Correlation Between Ping An and Quaker Chemical
Can any of the company-specific risk be diversified away by investing in both Ping An and Quaker Chemical at the same time? Although using a correlation coefficient on its own may not help to predict future stock returns, this module helps to understand the diversifiable risk of combining Ping An and Quaker Chemical into the same portfolio, which is an essential part of the fundamental portfolio management process.
By analyzing existing cross correlation between Ping An Insurance and Quaker Chemical, you can compare the effects of market volatilities on Ping An and Quaker Chemical and check how they will diversify away market risk if combined in the same portfolio for a given time horizon. You can also utilize pair trading strategies of matching a long position in Ping An with a short position of Quaker Chemical. Check out your portfolio center. Please also check ongoing floating volatility patterns of Ping An and Quaker Chemical.
Diversification Opportunities for Ping An and Quaker Chemical
-0.18 | Correlation Coefficient |
Good diversification
The 3 months correlation between Ping and Quaker is -0.18. Overlapping area represents the amount of risk that can be diversified away by holding Ping An Insurance and Quaker Chemical in the same portfolio, assuming nothing else is changed. The correlation between historical prices or returns on Quaker Chemical and Ping An is a relative statistical measure of the degree to which these equity instruments tend to move together. The correlation coefficient measures the extent to which returns on Ping An Insurance are associated (or correlated) with Quaker Chemical. Values of the correlation coefficient range from -1 to +1, where. The correlation of zero (0) is possible when the price movement of Quaker Chemical has no effect on the direction of Ping An i.e., Ping An and Quaker Chemical go up and down completely randomly.

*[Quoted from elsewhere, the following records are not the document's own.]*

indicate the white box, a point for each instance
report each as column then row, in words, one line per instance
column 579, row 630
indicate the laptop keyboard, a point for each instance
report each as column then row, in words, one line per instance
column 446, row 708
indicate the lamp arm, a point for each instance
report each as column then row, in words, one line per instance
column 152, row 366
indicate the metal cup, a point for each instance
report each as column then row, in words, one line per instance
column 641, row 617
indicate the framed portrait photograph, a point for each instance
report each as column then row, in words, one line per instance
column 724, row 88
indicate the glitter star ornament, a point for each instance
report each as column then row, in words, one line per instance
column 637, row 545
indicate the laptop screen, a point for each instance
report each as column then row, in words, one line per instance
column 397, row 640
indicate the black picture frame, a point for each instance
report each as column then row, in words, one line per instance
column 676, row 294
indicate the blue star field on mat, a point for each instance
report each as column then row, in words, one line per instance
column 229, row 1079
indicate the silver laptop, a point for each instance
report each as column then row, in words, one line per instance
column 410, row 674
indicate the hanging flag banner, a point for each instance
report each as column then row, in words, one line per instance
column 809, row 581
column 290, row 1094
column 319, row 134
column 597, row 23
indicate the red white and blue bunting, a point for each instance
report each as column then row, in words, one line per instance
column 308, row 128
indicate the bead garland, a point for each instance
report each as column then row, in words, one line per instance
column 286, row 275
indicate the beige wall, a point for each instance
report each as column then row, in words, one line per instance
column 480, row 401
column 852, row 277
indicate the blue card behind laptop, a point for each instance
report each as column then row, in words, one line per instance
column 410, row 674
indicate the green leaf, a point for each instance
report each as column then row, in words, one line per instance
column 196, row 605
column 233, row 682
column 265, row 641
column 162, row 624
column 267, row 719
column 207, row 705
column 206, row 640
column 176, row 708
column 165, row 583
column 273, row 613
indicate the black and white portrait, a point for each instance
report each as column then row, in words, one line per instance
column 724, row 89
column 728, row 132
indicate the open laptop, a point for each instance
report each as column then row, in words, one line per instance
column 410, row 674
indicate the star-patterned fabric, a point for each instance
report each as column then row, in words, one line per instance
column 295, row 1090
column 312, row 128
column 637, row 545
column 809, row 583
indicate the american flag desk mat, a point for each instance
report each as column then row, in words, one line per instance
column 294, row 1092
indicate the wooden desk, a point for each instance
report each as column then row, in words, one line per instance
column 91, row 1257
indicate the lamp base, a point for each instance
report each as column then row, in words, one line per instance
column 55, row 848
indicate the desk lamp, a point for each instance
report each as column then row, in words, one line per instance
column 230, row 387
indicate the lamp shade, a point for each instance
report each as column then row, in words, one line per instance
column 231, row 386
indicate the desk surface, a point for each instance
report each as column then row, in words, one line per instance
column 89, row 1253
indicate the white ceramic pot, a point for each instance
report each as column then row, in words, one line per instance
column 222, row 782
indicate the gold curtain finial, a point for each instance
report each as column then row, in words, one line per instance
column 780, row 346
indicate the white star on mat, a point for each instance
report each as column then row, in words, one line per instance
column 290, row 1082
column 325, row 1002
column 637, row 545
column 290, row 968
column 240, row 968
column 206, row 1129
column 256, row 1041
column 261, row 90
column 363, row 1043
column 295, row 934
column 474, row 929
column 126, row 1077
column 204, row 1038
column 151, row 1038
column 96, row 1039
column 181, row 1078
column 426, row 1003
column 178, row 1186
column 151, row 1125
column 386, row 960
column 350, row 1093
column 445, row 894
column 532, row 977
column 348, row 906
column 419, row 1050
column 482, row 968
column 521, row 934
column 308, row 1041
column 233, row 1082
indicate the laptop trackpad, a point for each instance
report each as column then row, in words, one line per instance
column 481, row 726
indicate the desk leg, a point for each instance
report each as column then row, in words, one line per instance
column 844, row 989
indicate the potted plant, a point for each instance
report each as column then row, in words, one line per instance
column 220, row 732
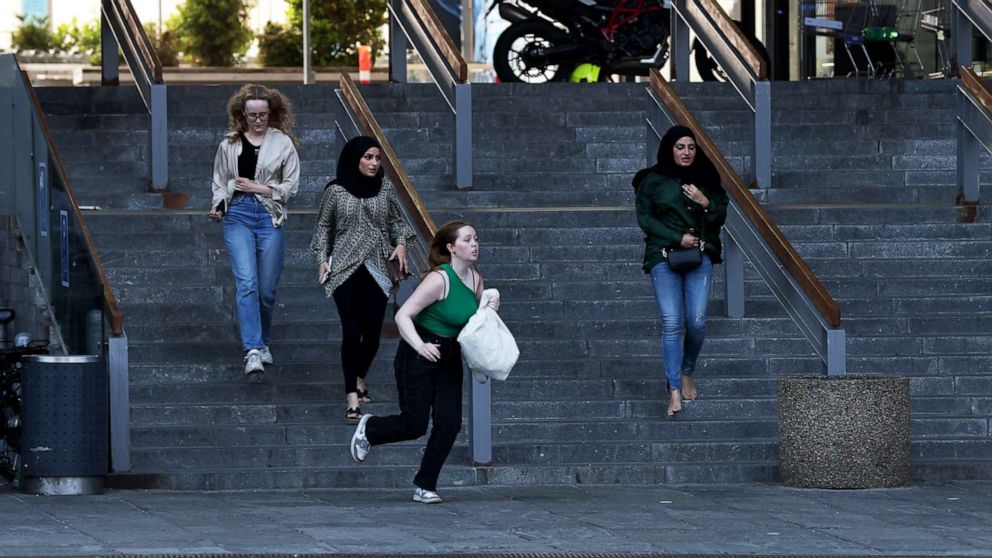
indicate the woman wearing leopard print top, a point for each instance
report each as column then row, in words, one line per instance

Pair Corralation between Ping An and Quaker Chemical
Assuming the 90 days trading horizon Ping An Insurance is expected to generate 1.66 times more return on investment than Quaker Chemical. However, Ping An is 1.66 times more volatile than Quaker Chemical. It trades about -0.01 of its potential returns per unit of risk. Quaker Chemical is currently generating about -0.29 per unit of risk. If you would invest 565.00 in Ping An Insurance on September 21, 2024 and sell it today you would lose (8.00) from holding Ping An Insurance or give up 1.42% of portfolio value over 90 days.
Time Period | 3 Months [change] |
Direction | Moves Against |
Strength | Insignificant |
Accuracy | 95.65% |
Values | Daily Returns |
Ping An Insurance vs. Quaker Chemical
Performance |
Timeline |
Ping An Insurance |
Quaker Chemical |
Ping An and Quaker Chemical Volatility Contrast
Predicted Return Density |
Returns |
Pair Trading with Ping An and Quaker Chemical
The main advantage of trading using opposite Ping An and Quaker Chemical positions is that it hedges away some unsystematic risk. Because of two separate transactions, even if Ping An position performs unexpectedly, Quaker Chemical can make up some of the losses. Pair trading also minimizes risk from directional movements in the market. For example, if an entire industry or sector drops because of unexpected headlines, the short position in Quaker Chemical will offset losses from the drop in Quaker Chemical's long position.The idea behind Ping An Insurance and Quaker Chemical pairs trading is to make the combined position market-neutral, meaning the overall market's direction will not affect its win or loss (or potential downside or upside). This can be achieved by designing a pairs trade with two highly correlated stocks or equities that operate in a similar space or sector, making it possible to obtain profits through simple and relatively low-risk investment.Quaker Chemical vs. The Hanover Insurance | Quaker Chemical vs. Reinsurance Group of | Quaker Chemical vs. Verizon Communications | Quaker Chemical vs. Ping An Insurance |
Check out your portfolio center.Note that this page's information should be used as a complementary analysis to find the right mix of equity instruments to add to your existing portfolios or create a brand new portfolio. You can also try the Analyst Advice module to analyst recommendations and target price estimates broken down by several categories.